Financial Services

Expect Foreclosures to Spike, Bank Failures Ebb in 2011

Stock quotes in this article:C, BAC, JPM, WFC 

NEW YORK (TheStreet) -- Two federal bank regulators accentuated the positive on Wednesday when they announced that 87.4% of 33.3 million first-lien mortgage loans held by institutions were "current and performing."

Perhaps what the Office of the Comptroller of the Currency and the Office of Thrift Supervison should have said was that 12.6% of the mortgages were not performing -- an amazingly high number.

Delinquent first-mortgage residential loans are placed in various categories - loans past due 30 to 89 days, loans past due 90 or more days, and nonaccrual loans. Interest continues to accrue and be reported as revenue for the first two delinquent categories.

When publicly traded bank and thrift companies announce their quarterly results, most only include nonaccrual loans when they report "nonperforming loans." What the OCC and the OTS are doing with their reports, is including all delinquent or nonaccrual first-lien mortgages, which is a very useful way of gauging the U.S. mortgage industry's journey through the abyss.
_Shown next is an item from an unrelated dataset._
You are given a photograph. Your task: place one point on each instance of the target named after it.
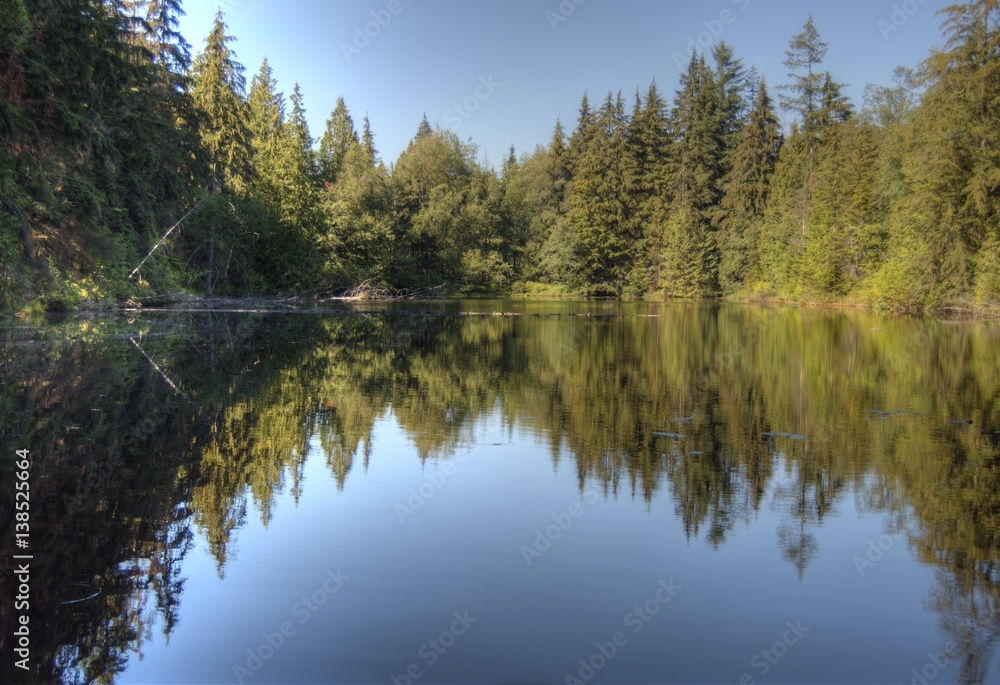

Looking at combined data for all U.S. banks and thrifts provided by SNL Financial, and calculating delinquency percentage by outstanding loan balance rather than the number of loans, there was a total of $1.7 trillion in closed-end, first-lien one-to-four family mortgages on institutions' books as of September 30 and 13.11% were delinquent. Credit quality was still declining on a year-over-year basis, as 11.81% of these loan balances were delinquent in September 2009, 6.45% in September 2008 and 3.44% in September 2007.

As of September 30, 5.02% of all first-lien one-to-four family mortgages were in the process of foreclosure, compared to 3.95% in September 2009. In September 2008, 1.93% of first-lien one-to-four family mortgages held by banks (excluding thrifts, for which the data isn't available) were in the process of foreclosure.

The figures show that the industry has a long way to go in working through its problem mortgages. As the largest banks get past their foreclosure processing delays it is likely the market will see a spike in foreclosures and associated misery in 2011.